Tokuhisa Kumagai, 73, had been sentenced to death for shooting and killing 77-year-old Chinese restaurant owner Fumio Shimizu with a handgun and stealing a bag containing 430,000 yen in cash in Yokohama in May 2004.
Kumagai also shot and seriously injured a subway station worker in a failed robbery attempt at Tokyo's Shibuya station two months later.
"What he did was brutal," Justice Minister Sadakazu Tanigaki said at a press conference after the execution. "He deprived the victim of his precious life for selfish reasons."
The latest execution followed a round in April when two men who conspired to shoot two rival gang leaders were hanged and another round in February when three men, including Kaoru Kobayashi, were hanged.
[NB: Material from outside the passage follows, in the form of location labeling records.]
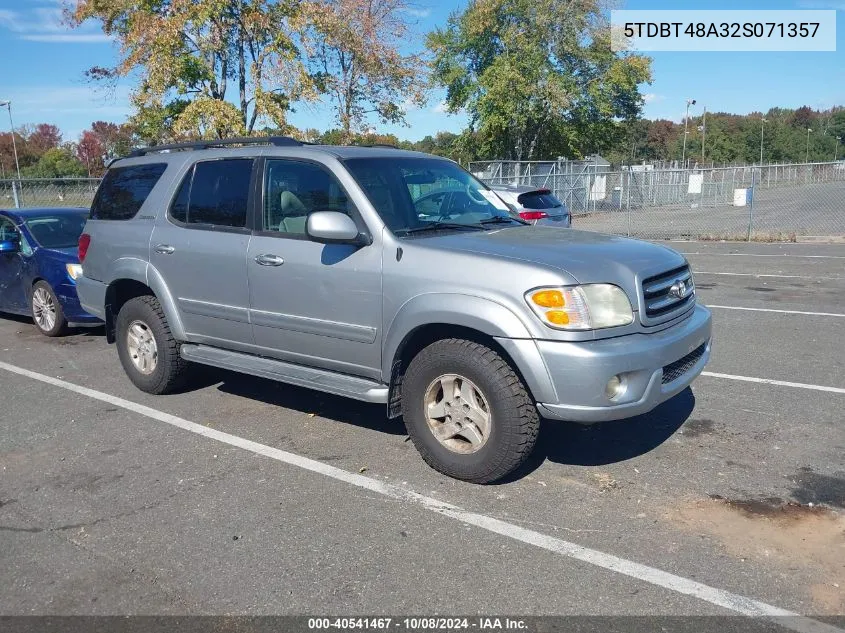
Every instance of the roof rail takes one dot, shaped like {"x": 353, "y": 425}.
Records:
{"x": 278, "y": 141}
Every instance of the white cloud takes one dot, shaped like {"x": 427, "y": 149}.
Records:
{"x": 417, "y": 13}
{"x": 46, "y": 24}
{"x": 35, "y": 101}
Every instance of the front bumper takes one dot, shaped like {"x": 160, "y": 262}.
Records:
{"x": 73, "y": 311}
{"x": 580, "y": 371}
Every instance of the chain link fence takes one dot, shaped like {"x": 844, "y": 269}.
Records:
{"x": 52, "y": 192}
{"x": 768, "y": 203}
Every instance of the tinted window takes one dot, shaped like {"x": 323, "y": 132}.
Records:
{"x": 214, "y": 193}
{"x": 57, "y": 231}
{"x": 124, "y": 190}
{"x": 179, "y": 208}
{"x": 293, "y": 189}
{"x": 404, "y": 192}
{"x": 538, "y": 200}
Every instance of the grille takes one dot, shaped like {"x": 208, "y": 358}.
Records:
{"x": 659, "y": 301}
{"x": 675, "y": 370}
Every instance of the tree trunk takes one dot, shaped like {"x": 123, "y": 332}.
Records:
{"x": 242, "y": 77}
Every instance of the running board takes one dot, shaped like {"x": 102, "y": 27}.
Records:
{"x": 309, "y": 377}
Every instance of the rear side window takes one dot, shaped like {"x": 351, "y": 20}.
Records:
{"x": 124, "y": 190}
{"x": 538, "y": 200}
{"x": 214, "y": 193}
Kobayashi kidnapped and killed a 7-year-old elementary school girl in the western Japan prefecture of Nara.
Last year, seven people were executed under the former administration of the Democratic Party of Japan.
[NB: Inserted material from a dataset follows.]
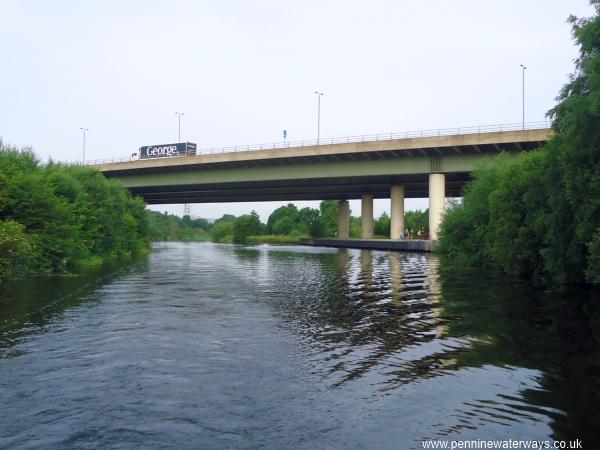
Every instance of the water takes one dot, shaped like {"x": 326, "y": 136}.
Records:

Japan had 137 inmates with finalized death sentences at the end of last year, the largest number since 1949, when the government began compiling statistics of this kind, according to the Justice Ministry.
In April, Tanigaki said many citizens believe capital punishment is needed in Japan, although Japan is one of only a few developed countries still to have the death penalty. Inmates are not notified of their execution date beforehand.
"The Abe administration has taken the lives of six people since its launch, and Japan is bucking the world trend to abolish capital punishment," Amnesty International Japan said Thursday in a statement.
The human rights group added that the government has not given any reasons why it chose Kumagai and has not explained how it sets each execution date.